Novel, atomically thin materials could be used in the future as energy-efficient and versatile light sources.
Physicists from the University of Bremen have now published the results of their research into these materials in the internationally renowned journal Nature Physics.
Motivated by the success story of the super-thin “miracle material” graphene, which was awarded the Nobel Prize for Physics a few years ago, researchers in chemistry and physics today are continuously discovering new, atomically thin materials. They consist of lattices of atoms that are only slightly thicker than the individual atoms themselves.
The pioneer graphene is composed of a single layer of carbon atoms. Although it is excellently suited for electronics, it is not suitable for optical applications.
Now there are new atomically thin materials that are suitable for highly miniaturized and extremely energy-efficient optical components.
It is remarkable how easy and inexpensive the new materials can be manufactured: they can, for example, be removed with adhesive film from so-called volume crystals.
A central idea here is the principle of the “Lego construction kit”: the properties of luminescent and electrically conductive atomically thin materials, such as transition metal dichalcogenides (TMDs), are combined with graphene by stacking them directly on top of each other.
Despite loose cohesion, these structures exhibit enormous mechanical stability. The TMDs they contain not only shine very well, but also absorb light and can convert it into electricity. This is why the first practical applications are already available in very sensitive sensors.
They can also be used in flexible solar panels or smartphone displays. By using them in highly miniaturized lasers, new components can be realized that are needed for the high-speed Internet of the next generation.
“With these materials, we can provide a whole pool of components for innovations in engineering and technology. The properties of these atomically thin flakes are highly interesting in light of the growing demand for renewable and efficient energy sources,” explains Frank Jahnke, Professor of Theoretical Physics.
Together with Dr. Matthias Florian and Dr. Alexander Steinhoff, he conducted the investigations at the University of Bremen.
For physicists, the atomically thin layers also mean a radical rethink. In contrast to conventional atomic physics, which always refers to a three-dimensional space, everything here takes place in only two spatial directions.
In order to make the layers glow, the electrons in the atoms must be excited.
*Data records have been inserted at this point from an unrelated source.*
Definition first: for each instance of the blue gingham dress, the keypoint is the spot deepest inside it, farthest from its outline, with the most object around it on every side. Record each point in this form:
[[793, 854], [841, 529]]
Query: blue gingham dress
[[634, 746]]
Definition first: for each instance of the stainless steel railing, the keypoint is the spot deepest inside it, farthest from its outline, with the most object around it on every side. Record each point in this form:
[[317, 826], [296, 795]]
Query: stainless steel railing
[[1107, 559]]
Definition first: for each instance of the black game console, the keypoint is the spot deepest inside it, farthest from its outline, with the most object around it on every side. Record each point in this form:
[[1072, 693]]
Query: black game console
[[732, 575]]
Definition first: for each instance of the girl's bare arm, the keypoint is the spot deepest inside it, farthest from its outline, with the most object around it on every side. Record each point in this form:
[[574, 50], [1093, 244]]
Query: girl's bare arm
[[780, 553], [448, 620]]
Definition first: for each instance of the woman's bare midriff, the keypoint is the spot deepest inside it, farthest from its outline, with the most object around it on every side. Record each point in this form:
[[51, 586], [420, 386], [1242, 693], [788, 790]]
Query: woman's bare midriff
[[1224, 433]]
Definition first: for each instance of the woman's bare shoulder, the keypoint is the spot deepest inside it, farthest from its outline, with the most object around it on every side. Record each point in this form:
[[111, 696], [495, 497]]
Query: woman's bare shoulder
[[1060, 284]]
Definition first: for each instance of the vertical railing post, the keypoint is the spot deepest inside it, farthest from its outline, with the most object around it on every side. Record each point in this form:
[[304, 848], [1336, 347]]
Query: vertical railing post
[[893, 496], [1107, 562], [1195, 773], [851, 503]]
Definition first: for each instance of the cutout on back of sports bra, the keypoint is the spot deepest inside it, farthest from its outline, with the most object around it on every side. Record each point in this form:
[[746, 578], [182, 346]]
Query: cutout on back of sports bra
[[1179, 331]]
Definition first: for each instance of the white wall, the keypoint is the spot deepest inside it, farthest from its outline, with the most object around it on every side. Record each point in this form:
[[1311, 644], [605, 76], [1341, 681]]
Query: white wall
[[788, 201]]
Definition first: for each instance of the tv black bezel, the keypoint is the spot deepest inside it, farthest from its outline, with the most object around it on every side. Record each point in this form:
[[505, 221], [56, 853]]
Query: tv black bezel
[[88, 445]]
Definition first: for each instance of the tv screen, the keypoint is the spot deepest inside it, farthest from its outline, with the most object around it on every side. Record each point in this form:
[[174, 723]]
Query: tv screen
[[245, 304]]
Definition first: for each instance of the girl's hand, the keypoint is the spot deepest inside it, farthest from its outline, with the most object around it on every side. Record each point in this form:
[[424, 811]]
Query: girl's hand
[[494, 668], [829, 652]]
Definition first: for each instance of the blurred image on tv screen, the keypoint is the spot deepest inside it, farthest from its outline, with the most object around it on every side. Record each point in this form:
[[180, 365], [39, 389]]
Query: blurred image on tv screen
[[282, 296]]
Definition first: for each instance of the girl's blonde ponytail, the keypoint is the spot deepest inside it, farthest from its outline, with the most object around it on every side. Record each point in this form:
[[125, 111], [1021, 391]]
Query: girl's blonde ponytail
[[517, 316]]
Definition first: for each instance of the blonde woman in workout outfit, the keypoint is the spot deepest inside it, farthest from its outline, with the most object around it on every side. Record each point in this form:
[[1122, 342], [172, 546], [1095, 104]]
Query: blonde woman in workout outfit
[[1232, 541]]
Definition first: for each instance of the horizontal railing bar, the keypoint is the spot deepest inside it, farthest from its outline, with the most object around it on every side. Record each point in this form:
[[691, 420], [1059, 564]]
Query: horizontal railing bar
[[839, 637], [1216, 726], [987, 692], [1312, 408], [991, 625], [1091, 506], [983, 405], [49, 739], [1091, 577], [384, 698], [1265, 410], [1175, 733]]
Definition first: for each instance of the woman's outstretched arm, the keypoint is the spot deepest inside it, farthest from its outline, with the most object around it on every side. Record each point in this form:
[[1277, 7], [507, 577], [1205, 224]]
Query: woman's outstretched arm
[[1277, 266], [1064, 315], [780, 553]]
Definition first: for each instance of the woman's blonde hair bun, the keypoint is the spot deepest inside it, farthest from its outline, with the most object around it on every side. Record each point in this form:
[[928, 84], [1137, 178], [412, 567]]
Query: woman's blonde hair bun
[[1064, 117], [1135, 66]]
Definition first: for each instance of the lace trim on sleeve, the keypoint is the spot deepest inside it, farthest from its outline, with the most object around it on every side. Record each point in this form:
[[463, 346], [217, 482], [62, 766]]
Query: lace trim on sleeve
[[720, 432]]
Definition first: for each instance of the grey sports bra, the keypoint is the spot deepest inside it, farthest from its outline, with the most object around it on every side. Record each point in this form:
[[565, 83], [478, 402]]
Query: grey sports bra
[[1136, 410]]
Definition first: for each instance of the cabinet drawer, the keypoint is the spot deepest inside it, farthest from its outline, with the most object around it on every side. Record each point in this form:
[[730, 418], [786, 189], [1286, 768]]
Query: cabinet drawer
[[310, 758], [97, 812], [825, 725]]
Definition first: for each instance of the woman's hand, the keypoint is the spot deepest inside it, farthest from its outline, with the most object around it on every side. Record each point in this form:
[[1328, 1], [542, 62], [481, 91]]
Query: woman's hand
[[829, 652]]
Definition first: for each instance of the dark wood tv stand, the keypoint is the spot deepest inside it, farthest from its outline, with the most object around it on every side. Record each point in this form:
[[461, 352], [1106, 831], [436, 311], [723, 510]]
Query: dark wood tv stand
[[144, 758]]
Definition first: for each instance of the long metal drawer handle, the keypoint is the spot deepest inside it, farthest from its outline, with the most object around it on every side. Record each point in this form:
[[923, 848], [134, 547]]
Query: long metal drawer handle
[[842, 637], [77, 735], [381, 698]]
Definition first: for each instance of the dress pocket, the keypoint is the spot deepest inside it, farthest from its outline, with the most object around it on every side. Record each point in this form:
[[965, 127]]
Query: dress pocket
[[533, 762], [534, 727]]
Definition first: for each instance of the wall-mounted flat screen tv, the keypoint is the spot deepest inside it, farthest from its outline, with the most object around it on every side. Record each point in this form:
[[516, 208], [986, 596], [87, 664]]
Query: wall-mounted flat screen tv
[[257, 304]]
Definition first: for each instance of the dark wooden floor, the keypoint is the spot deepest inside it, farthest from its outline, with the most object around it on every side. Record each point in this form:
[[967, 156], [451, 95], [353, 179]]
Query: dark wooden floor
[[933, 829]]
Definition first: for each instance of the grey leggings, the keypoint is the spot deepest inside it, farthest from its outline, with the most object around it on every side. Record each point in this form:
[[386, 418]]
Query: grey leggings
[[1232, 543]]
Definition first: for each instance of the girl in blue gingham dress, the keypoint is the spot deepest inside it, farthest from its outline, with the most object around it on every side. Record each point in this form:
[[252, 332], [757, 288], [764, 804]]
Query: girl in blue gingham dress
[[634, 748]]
Positive and negative charges then generate new composite particles or artificial atoms, which can only move in the plane of the thin network.
Physicists now have to formulate a two-dimensional atomic physics that presents them with numerous puzzles. In particular, they want to understand the characteristic spectral lines of the particles, which they can measure with spectroscopic methods — similar to the investigation of gas molecules in our atmosphere.
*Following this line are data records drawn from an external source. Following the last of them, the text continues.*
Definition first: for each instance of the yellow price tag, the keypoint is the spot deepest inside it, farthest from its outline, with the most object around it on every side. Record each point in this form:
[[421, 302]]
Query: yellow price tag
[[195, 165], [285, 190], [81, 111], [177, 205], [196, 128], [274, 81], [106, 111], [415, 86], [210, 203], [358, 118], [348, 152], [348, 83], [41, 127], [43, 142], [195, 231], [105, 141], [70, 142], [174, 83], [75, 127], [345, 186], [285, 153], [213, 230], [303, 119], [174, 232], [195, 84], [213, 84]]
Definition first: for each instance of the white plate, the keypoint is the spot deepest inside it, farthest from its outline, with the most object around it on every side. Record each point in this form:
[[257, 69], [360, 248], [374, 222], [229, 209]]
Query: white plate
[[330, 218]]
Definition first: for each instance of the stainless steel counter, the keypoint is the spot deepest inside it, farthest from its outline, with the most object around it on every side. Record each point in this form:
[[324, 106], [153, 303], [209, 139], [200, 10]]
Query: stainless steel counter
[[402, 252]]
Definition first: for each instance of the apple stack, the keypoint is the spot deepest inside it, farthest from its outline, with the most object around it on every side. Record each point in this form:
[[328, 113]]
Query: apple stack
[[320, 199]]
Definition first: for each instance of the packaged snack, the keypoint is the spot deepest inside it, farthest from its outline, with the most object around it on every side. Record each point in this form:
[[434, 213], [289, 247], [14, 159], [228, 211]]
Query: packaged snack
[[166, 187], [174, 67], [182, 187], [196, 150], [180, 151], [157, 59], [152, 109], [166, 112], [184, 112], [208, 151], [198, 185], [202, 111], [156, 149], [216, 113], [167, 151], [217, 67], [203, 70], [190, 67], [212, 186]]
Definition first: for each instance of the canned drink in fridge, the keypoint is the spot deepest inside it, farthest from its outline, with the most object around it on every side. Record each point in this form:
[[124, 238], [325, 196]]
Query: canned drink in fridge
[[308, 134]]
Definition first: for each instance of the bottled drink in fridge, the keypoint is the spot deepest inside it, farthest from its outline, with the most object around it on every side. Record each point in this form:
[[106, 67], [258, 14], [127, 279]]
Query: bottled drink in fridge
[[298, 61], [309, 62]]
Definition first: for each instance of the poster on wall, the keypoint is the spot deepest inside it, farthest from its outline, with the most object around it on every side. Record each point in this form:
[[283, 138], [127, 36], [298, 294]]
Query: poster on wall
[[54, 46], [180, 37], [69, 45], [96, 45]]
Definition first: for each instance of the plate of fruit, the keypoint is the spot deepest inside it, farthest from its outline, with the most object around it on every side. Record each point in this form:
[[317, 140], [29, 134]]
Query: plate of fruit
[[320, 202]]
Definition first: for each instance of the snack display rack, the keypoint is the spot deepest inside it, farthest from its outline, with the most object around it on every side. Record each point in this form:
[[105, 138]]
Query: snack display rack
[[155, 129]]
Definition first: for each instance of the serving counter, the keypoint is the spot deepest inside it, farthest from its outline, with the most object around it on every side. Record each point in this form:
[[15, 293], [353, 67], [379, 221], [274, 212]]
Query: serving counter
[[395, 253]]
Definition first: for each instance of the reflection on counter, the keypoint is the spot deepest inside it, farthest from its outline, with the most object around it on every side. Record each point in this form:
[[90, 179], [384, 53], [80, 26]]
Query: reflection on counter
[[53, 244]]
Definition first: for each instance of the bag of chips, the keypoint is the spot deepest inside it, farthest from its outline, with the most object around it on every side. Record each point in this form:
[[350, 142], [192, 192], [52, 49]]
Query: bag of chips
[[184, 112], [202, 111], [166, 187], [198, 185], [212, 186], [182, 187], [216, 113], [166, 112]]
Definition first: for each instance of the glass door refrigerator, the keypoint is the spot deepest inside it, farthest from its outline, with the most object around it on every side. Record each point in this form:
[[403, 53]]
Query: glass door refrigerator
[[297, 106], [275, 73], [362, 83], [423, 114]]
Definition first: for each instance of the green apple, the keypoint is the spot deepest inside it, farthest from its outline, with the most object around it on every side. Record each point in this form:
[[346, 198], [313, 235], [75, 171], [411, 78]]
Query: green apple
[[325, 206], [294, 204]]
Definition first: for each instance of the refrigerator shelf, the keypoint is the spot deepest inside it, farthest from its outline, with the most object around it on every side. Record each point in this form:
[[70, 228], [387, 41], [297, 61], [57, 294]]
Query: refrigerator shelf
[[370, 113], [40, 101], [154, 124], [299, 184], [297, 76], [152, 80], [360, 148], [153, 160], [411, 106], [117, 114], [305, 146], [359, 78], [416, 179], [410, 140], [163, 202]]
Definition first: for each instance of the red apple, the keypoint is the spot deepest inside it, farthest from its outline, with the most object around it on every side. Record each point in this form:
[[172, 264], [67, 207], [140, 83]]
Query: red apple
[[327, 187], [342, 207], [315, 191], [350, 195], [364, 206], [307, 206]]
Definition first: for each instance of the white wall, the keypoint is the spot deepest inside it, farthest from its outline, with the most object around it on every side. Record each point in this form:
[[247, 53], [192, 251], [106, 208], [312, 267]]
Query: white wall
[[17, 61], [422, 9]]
“Although these particle complexes in crystals are much more short lived than real atoms and molecules, they can be made visible in modern ultrafast experiments,” explains junior researcher Dr Steinhoff.
In close cooperation with colleagues from experimental physics in Berlin and Houston, Texas, the team from the University of Bremen has combined computer simulations with state-of-the-art spectroscopy to obtain the spectral fingerprint of these composite particles.
They have shown that the inner structure of the four-particle complexes gives rise to new quantum states. These go far beyond the previously known laws of atomic and molecular physics, because they generate a rich spectral signature.
With the researchers’ findings, they help to bring order to the so-called line zoo of the new materials, because they provide colleagues in their research field with a recipe for identifying further lines.
The results are interesting for basic research because they go far beyond the usual analogy between solid-state and atomic physics.
The researchers are also keeping a close eye on the applications: as a next step, they plan to produce functional prototypes of such components.